SIMS-V: Simulated Instruction-Tuning for Spatial Video Understanding
This addresses the data scarcity problem for researchers developing spatial reasoning capabilities in video language models, though it's an incremental improvement over existing spatial training approaches.
The researchers tackled the bottleneck of obtaining diverse real-world video data with precise spatial annotations for training multimodal language models by developing SIMS-V, a framework that generates spatially-rich video training data using 3D simulators. Their 7B-parameter model fine-tuned on just 25K simulated examples outperformed a 72B baseline and achieved competitive performance with proprietary models on real-world spatial reasoning benchmarks.
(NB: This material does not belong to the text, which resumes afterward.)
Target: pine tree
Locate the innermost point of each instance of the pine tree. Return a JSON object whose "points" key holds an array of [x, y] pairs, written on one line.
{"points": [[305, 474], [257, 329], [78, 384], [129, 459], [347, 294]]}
Despite impressive high-level video comprehension, multimodal language models struggle with spatial reasoning across time and space. While current spatial training approaches rely on real-world video data, obtaining diverse footage with precise spatial annotations remains a bottleneck. To alleviate this bottleneck, we present SIMS-V -- a systematic data-generation framework that leverages the privileged information of 3D simulators to create spatially-rich video training data for multimodal language models. Using this framework, we investigate which properties of simulated data drive effective real-world transfer through systematic ablations of question types, mixes, and scales. We identify a minimal set of three question categories (metric measurement, perspective-dependent reasoning, and temporal tracking) that prove most effective for developing transferable spatial intelligence, outperforming comprehensive coverage despite using fewer question types. These insights enable highly efficient training: our 7B-parameter video LLM fine-tuned on just 25K simulated examples outperforms the larger 72B baseline and achieves competitive performance with proprietary models on rigorous real-world spatial reasoning benchmarks. Our approach demonstrates robust generalization, maintaining performance on general video understanding while showing substantial improvements on embodied and real-world spatial tasks.